As if the mere concept of borders weren’t absurd or violent enough, artists like Rina Sawayama are ineligible for U.K. music awards because of a racist “nationality clause” that upholds the country’s longstanding colonialist traditions.
Vice reports that Sawayama, who released one of the most masterful pop albums of the 2010s last year, SAWAYAMA, is being barred from two of the U.K.’s most lauded music competitions: the BRITs and the Mercury Prize. The outlet reports that this exclusion is due to a “nationality clause” in the ceremonies’ terms and conditions, like the Mercury Prize’s, which states: “Artists must be of British or Irish nationality. Artists are of British or Irish nationality if they hold a passport for either the United Kingdom or Ireland and/or a birth certificate from the United Kingdom or Ireland (“British” or “Irish” respectively).” By submitting your work to the Mercury Prize, you also agree to submit “proof of Artists’ nationality” through the “relevant documentation.”
Speaking to Vice, Sawayama says her exclusion from the ceremony is “heartbreaking”: “I rarely get upset to the level where I cry. And I cried.” As she tells the outlet, she has “lived here all my life,” having moved to the U.K. from Japan when she was a kid. Vice notes: “[Sawayama] has spent longer in the country than some of this year’s Mercury nominees – such as 24-year-old Dua Lipa – have been alive.”
The exclusion, as far as the ceremonies are concerned, is due to Sawayama’s visa category: indefinite leave to remain, which Vice reports “thousands of people in the U.K.” fall under. Those in this categorization aren’t given a finite time limit on their ability to stay in the country, but many can’t vote in the general election. It calls to mind recent research that migrants in the U.K. often pay more to the state than the average U.K. citizen. Deeper, it hearkens back to the U.K.’s deeply entrenched colonialist legacy of occupying lands the world over while stripping those who survived genocide, famine, and war of their humanity—let alone their “citizenship.” And that very concept, “citizenship,” is based entirely on the whims of the U.K. government.
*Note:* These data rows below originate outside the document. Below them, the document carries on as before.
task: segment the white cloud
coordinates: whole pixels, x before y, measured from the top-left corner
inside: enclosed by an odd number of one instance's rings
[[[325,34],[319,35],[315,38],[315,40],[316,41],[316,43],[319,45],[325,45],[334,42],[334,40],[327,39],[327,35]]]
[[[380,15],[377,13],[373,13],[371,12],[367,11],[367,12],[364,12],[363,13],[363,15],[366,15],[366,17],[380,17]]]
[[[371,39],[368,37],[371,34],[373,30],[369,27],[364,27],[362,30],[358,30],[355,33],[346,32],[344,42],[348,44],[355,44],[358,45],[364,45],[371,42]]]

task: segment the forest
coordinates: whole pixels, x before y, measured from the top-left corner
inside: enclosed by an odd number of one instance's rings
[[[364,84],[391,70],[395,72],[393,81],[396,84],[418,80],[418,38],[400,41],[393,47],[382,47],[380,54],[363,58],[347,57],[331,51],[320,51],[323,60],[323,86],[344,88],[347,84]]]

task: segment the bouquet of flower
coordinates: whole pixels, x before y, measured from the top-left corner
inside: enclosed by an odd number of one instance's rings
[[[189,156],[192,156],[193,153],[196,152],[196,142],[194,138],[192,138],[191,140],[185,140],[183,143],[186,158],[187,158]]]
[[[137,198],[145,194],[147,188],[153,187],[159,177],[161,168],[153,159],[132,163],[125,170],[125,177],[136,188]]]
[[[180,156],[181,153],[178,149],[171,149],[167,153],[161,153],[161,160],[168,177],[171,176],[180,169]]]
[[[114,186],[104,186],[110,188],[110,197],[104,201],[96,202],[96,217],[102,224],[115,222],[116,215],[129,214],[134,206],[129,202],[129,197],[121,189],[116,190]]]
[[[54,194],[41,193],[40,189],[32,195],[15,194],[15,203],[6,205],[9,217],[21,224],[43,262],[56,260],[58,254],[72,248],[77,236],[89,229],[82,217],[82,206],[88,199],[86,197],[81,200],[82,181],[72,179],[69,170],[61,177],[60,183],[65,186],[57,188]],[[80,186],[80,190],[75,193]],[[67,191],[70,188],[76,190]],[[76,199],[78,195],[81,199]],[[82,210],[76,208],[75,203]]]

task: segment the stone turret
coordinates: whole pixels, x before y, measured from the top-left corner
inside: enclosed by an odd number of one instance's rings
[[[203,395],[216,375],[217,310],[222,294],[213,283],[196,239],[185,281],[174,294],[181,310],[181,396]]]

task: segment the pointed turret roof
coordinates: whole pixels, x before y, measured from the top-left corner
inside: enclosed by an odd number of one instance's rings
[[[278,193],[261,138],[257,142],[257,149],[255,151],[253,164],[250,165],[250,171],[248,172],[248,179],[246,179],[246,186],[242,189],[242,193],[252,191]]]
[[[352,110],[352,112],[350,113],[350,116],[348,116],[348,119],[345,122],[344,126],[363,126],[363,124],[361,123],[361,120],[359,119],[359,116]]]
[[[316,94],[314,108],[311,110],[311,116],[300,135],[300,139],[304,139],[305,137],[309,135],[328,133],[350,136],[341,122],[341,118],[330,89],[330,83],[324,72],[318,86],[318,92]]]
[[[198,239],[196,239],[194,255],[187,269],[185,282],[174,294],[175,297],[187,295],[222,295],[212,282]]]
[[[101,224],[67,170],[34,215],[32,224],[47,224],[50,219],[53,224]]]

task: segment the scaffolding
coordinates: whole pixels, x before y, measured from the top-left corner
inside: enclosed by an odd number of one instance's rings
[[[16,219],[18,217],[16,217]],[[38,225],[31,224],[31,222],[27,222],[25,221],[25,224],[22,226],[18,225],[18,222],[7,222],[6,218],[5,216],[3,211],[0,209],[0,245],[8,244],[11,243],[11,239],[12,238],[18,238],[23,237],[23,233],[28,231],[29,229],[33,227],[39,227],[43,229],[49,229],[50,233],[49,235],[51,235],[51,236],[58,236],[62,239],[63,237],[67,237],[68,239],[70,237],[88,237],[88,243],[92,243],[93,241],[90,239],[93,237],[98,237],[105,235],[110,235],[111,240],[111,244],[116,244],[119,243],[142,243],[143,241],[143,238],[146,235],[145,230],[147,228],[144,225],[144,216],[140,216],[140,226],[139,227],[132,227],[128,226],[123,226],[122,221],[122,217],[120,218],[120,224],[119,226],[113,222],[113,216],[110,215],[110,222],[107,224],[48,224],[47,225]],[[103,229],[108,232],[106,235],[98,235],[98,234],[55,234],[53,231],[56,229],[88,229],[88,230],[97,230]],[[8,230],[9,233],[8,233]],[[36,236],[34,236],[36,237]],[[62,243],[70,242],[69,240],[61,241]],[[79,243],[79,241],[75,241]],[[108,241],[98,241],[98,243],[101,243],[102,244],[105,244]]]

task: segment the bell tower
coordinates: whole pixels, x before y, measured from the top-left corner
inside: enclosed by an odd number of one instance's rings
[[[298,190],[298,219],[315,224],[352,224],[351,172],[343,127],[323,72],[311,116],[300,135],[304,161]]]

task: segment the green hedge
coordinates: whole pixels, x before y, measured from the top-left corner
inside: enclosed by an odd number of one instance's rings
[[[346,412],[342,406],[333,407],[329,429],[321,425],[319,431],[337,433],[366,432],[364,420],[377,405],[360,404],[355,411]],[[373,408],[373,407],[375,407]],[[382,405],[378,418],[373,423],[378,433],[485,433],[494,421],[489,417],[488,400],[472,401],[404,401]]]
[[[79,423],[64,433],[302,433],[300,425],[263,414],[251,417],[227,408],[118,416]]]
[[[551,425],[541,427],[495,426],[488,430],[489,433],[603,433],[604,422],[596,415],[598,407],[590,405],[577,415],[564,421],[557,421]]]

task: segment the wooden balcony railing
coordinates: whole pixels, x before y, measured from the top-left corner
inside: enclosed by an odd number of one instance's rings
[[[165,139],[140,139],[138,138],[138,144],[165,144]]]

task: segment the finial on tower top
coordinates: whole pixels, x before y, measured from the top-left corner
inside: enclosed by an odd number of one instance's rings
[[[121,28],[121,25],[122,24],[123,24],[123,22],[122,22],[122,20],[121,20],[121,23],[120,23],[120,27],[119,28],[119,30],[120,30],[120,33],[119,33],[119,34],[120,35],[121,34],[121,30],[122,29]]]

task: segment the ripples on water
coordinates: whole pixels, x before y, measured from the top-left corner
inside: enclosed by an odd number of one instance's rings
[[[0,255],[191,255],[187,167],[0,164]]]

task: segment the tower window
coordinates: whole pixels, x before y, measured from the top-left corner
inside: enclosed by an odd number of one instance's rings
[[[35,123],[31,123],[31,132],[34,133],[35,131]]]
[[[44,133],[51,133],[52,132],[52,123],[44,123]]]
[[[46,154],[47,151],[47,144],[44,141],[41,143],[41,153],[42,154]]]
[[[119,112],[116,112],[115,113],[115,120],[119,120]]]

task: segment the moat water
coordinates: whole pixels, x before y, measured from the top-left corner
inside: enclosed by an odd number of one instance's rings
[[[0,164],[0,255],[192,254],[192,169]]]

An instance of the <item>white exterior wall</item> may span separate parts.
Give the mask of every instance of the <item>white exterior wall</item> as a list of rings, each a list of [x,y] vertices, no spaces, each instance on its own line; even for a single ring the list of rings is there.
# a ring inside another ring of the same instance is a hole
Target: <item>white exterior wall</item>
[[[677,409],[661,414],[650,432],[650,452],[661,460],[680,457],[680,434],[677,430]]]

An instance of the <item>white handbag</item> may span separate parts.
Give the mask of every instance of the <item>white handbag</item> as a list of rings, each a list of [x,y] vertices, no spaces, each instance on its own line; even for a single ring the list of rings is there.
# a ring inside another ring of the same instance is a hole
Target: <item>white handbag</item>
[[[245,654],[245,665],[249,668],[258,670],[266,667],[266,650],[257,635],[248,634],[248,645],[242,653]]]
Last year, Home Secretary Priti Patel announced she would end the free movement of people once and for all,” following on the heels of 2018's “Windrush Scandal,” which brought the crimes of Theresa May’s “hostile environment policy” to the forefront of British politics, after she promised to “create, here in Britain, a really hostile environment for illegal immigrants.” The U.K. has also experienced a sharp rise in xenophobia, as the prime ministership of Boris Johnson and his Tory cronies rages on; studies show that over the past five years, hate crimes in England and Wales have “doubled.”
So while some may see the Mercury Prize or BRITs as just awards ceremonies, they actually act as extensions of the U.K.’s deeply violent policing of its haphazardly drawn borders. Sawayama tells Vice that she could have given up her Japanese passport to qualify for the ceremonies but chose not to:
“I was like, it won’t solve anything. I fundamentally don’t agree with this definition of Britishness. I think I’m really British, and I don’t like just sorting out a symptom of something and leaving the cause to someone else to deal with.
Sawayama rightfully points to the arts industries complicity in caving to, and propagating, racist designations of citizenship and borders. As she sees it: “If arts awards are creating their own sort of version of border control around their eligibility, I think that’s really problematic.”